Source: Blockworks. Front-page news on Tuesday 26 July 2022.

What strikes me about the above headlines though, is that they are of a macroeconomic and political nature. That is reassuring because it means that the underlying technology remains sound. The Bitcoin Network ticks on, unaware of the turmoil that is unfolding in the real world.

Some of the more positive news headlines I’ve seen over the past week related to Bitcoin adoption and business expansion in countries with emerging markets. Something of note is that the Paraguay government passed a crypto billthis month, with the hopes that the regulation will attract new business to the country. Not long after, it emerged that the Singapore-based Commons Foundation had secured a deal(on the same day as the passing of the crypto bill) for a 100 MW, 10-year power purchasing agreement to buy surplus energy derived from hydroelectric power to set up bitcoin mining farms. The project, named Golden Goose, will create 1000 new jobs (great for the local economy) and source cheap and clean electricity (great for combatting the environmental impact of Bitcoin).

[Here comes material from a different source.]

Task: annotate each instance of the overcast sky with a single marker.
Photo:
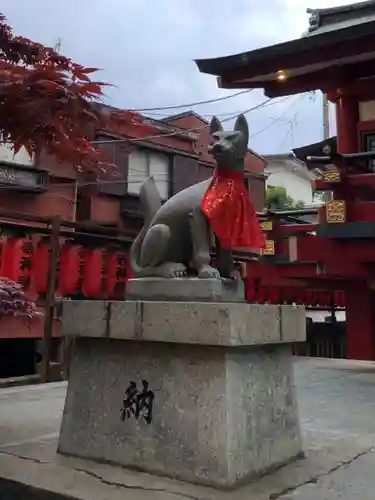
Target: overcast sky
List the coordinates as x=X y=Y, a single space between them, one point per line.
x=147 y=47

I would expect to see crypto business expansion to emerging markets become a common theme over the coming years. Representatives from Paraguay attended the notable meeting in El Salvador in mid-May this year, which otherwise had a very low attendance from nations in South America.

If the above map is anything to go by, there are another 43 nations that have at least expressed an interest in attracting business in the crypto industry. Despite what the front-page news would have you believe, it’s business as usual if you look hard enough.


Crypto fundamentals appear to be finding a bottom, with activity and ownership indicators at worst flattening out and at best seeing continued traction. Against that, the problems in the real world continue to loom large. Whether crypto can decouple over the next couple of months is a critical test.